Отец, довольный, покосился на пикейное покрывало на кровати, оглядел на полу домотканую дерюжку.
— Это кто же в горке стекло разбил? — поинтересовался он.
— Да меня угораздило! — весело призналась мать. — На пасху мыла, перестаралась, раздавила… треснуло, окаянное!
— Помнится, на чердаке, в омялье, под досками, спрятал я запасное стекло.
— Лежит целехонько, — еще веселей отозвалась мать.
— Ну, завтра вставлю.
Шурка заметил: отец совсем не говорит о войне и о себе, будто и вправду не с фронта, не из госпиталя без ног явился он, а из Питера прикатил. И это почему‑то тревожило Шурку. Ему смерть хотелось расспросить батю про войну, как он немцев и австрийцев колошматил и как его ранило, но он догадывался, что такие разговоры отчего‑то неприятны отцу.
— Господи, а ведь я часу не поверила пакету! — вырвалось у матери. — Ну вот будто мне кто на ухо сказал: жив!.. Так и вышло. Чудо‑то какое царица небесная, утешительница, сотворила! — Она подняла сияющие глаза на божницу, перекрестилась и счастливо рассмеялась. — Вот тебе и повестка! Я ее завтра в печи сожгу, проклятую.
— Какая повестка? — спросил отец.
— Казенная. Из волости в пакете пришла, за печатью.

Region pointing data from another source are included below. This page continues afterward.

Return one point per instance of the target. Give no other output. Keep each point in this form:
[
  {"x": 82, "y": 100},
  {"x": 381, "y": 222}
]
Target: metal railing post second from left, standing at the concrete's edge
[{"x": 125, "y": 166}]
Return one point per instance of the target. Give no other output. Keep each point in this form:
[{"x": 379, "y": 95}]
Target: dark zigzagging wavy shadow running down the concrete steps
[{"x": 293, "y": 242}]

Господи, да ты ничего не знаешь! — воскликнула мать, и теперь настоящая радость, безудержная, лилась из ее мокрых глаз. — Ведь повестка пришла нам осенью, что ты… ну… убит.
— Меня чужие санитары подобрали, — неохотно сказал отец, хмурясь. — В своей части, стало быть, и записали в покойники, дали сюда знать, в волость… Им, начальству, все одно: живой ты али мертвый, с ногами али…

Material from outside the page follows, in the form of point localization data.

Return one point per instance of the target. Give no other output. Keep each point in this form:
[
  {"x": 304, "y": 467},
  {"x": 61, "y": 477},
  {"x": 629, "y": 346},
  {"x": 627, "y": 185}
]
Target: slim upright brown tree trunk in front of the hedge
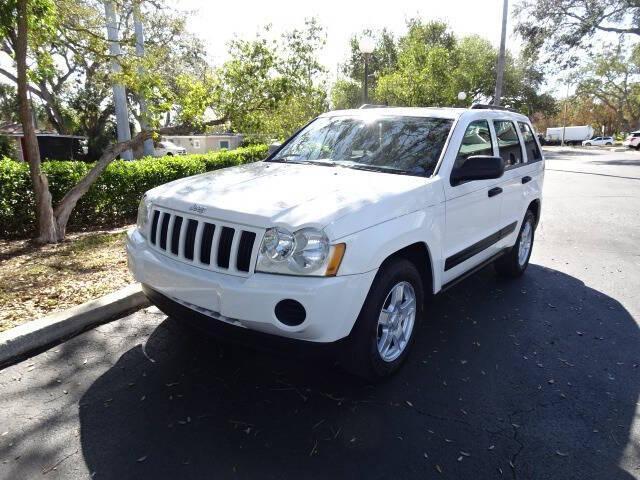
[{"x": 44, "y": 211}]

— Слава богу, слава богу! — перебив, зачастила и опять закрестилась мать. — Да съешь яичко хоть одно… огурчиков, грибков попробуй. Все мне ноне удалось, вот и капуста — прямо объедение!
Не раз за вечер начинали у отца дергаться усы и наворачиваться слезы, срывался голос, но мать поспевала вовремя, и отец успокаивался. В разговорах она старательно обходила то, самое горькое, о чем Шурка боялся думать. Его очень перепугал братик Ванятка, который неожиданно заговорил об этом по своей глупости.